Approximately 150,000 square feet of office space at Trade Center Park will be leased to Middlesex Superior Court. This is expected to be a temporary location for the Court for three to five years, while the state completely renovates Edward J. Sullivan Courthouse in Cambridge.

Any community in any state is typically delighted when presented with the opportunity to host a courthouse or other significant government entity. In addition to the prestige and community pride, a large operating courthouse like this will inject many hundreds of thousands of dollars each year into the local economy.

This economic gain will come not only through the creation of new local jobs, but also through significant added revenue for area hotels, restaurants and other local services. One very unusual difference in this situation is that, unlike state-owned facilities, this courthouse building will be fully taxable to the city of Woburn.

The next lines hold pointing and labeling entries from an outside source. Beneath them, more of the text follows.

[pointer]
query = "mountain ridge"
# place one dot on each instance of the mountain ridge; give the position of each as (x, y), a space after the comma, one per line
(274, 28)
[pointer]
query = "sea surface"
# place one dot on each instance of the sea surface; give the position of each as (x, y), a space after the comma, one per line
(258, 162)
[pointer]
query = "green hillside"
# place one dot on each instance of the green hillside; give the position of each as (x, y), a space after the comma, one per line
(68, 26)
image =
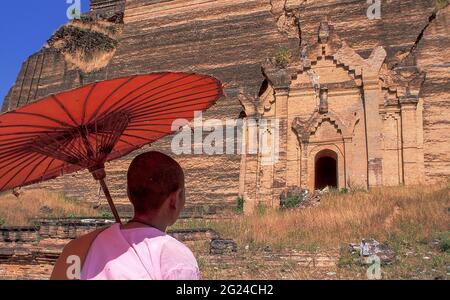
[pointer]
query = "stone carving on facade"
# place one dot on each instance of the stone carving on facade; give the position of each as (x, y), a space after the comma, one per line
(345, 121)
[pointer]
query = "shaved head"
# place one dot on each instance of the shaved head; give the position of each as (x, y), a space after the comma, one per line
(152, 178)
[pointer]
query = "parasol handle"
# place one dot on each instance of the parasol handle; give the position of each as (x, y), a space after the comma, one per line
(110, 202)
(100, 175)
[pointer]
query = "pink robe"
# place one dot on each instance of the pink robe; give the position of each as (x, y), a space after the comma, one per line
(138, 254)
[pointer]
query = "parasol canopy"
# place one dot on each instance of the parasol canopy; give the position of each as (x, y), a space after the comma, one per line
(86, 127)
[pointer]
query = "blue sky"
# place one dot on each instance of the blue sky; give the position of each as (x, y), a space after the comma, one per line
(25, 26)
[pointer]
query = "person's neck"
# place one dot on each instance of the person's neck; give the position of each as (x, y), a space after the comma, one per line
(147, 222)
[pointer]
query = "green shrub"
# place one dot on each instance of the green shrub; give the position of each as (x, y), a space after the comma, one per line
(293, 202)
(240, 205)
(261, 209)
(283, 57)
(106, 214)
(444, 242)
(441, 3)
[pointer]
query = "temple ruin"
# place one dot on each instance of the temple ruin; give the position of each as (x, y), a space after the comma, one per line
(345, 122)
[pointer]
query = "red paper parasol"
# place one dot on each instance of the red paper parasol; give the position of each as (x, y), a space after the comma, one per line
(86, 127)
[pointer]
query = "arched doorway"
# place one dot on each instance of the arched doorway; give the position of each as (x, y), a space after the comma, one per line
(326, 169)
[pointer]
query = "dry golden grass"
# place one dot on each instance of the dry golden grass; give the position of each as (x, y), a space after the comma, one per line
(89, 62)
(112, 30)
(34, 204)
(406, 213)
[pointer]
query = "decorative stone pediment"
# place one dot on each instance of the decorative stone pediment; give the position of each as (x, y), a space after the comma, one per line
(305, 129)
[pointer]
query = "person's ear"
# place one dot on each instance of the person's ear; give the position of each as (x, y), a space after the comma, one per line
(174, 202)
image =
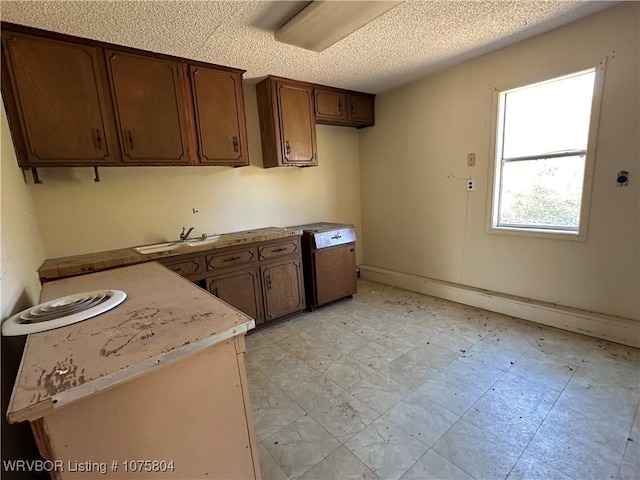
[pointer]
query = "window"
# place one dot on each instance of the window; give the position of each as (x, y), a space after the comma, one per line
(545, 141)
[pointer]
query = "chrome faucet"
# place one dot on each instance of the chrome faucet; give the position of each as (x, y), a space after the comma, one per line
(183, 235)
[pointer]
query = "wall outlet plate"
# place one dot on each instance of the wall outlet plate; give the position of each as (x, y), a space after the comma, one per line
(623, 178)
(471, 160)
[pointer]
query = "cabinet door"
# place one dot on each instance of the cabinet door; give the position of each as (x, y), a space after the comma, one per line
(62, 102)
(283, 288)
(330, 105)
(297, 124)
(241, 290)
(335, 273)
(219, 112)
(360, 109)
(148, 96)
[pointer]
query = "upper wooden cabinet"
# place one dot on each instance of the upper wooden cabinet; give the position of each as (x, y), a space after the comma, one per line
(150, 110)
(72, 101)
(330, 105)
(58, 102)
(340, 107)
(287, 123)
(219, 116)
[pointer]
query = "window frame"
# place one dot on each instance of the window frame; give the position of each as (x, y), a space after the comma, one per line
(493, 192)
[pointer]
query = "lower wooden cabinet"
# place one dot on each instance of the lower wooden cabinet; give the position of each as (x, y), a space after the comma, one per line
(335, 273)
(240, 289)
(283, 288)
(262, 279)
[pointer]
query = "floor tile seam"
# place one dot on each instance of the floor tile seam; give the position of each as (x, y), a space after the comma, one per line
(359, 459)
(271, 456)
(279, 430)
(318, 462)
(314, 338)
(529, 380)
(389, 419)
(484, 391)
(625, 449)
(290, 398)
(569, 407)
(543, 462)
(534, 436)
(380, 415)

As a direct result of the Court’s presence, Cummings’ staff expect that both Trade Center Park and the entire neighborhood will soon be served with direct MBTA bus service. Ride-sharing services will also be organized to facilitate easy, dependable access to the site for jurors, justices, and attorneys, as well as other court staff and the general public. For neighborhood convenience the developers will add a concrete sidewalk from the edge of the site on Pearl Street to a covered bus stop in front of the Courthouse.

Robert A. Mulligan is Chief Justice for Administration and Management of the Massachusetts Trial Court, and is the person most directly responsible for the rebuilding of the existing courthouse in Cambridge. Justice Mulligan attended one Public Hearing in Woburn for the new courthouse already, and has indicated that he expects to attend and participate in the December 12 meeting, as well. He has told Cummings staff that he is very concerned about the urgency of the project, because he wants to relocate the Superior Court to Woburn as soon as possible.

Although State laws provide that public buildings may be constructed, if necessary, without local oversight or review, Justice Mulligan has indicated from the start that he wants this building built to conform with all elements of Woburn’s Zoning Ordinance and to be a welcome addition to the community. In his remarks at the November 2 public meeting, Justice Mulligan stressed the Court’s deep commitment to being an excellent neighbor within all of the dozens of communities in which it has courthouses.

That same evening, Woburn Police Chief Philip Mahoney testified that he and his department have extensively collaborated with Court staff to establish a joint security plan, and that he has no public safety concerns, whatsoever, relating to the Courthouse in Woburn. Chief Mahoney also noted that he had spoken with the Cambridge Police Chief, who reported that the Sullivan Courthouse in Cambridge, which houses both the District and Superior Courts, has no adverse public safety impact on that community.

Justice Mulligan, during his December 12 visit, is expected to urge Woburn Planning Board’s early action on the matter.